The Department of Energy, the Washington state Department of Ecology and the U.S. Environmental Protection Agency are expected to resume later this month what have been dubbed the “holistic” talks about future cleanup deadlines at the Hanford Site.
“Vacation schedules have complicated meeting during July, but mediation sessions may potentially resume in August,” according to an update filed July 30 with the U.S. District Court for the Eastern District of Washington. The status report was filed with the court by Andrew Fitz, a senior attorney with the state attorney general’s office.
In addition, spokespersons for both the DOE Office of Environmental Management and Washington Ecology confirmed by email late Monday they expect the agencies to resume talks before September. “We expect to meet again this month,” state Ecology spokesman Ryan Miller said via email.
“Parties have continued to participate in mediation sessions, meeting weekly throughout the month of May and the majority of June,” according to the status report filed with the court. Subcommittee or small group mediation sessions also continued during this time, according to the two-page update.
Almost two years ago the parties agreed to sit down with the goal of negotiating mutually agreeable modifications to the 1989 Tri-Party Agreement on cleanup at the federal reservation.
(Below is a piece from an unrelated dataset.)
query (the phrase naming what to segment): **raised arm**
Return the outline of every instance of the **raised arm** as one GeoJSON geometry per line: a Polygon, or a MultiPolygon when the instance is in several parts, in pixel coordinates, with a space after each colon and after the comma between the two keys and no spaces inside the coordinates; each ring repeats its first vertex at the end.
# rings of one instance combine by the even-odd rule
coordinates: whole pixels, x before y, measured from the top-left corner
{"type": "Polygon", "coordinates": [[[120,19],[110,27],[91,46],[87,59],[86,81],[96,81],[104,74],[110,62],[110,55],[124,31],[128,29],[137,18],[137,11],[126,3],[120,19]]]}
Not long after the talks commenced, the COVID-19 pandemic started to spread in the United States and Washington, forcing meetings into a virtual format. There is a confidentiality agreement in place so officials have stayed tight-lipped, saying little other than that talks are ongoing, with the assistance of the Federal Mediation and Conciliation Service.
The regular updates are filed with the court because they are linked to prior consent decrees reached in litigation brought against DOE by the states of Oregon and Washington. The most recent modified consent decree was issued in 2016. The consent decrees grew out of state contentions that DOE either missed or was going to miss certain deadlines under the Tri-Party Agreement, also known as the Hanford Federal Facility Agreement and Consent Order.
State fears that DOE was again on track to miss remediation milestones was cited by Washington Ecology when it again threatened legal action against the federal agency prior to the 2019 agreement to start the current talks.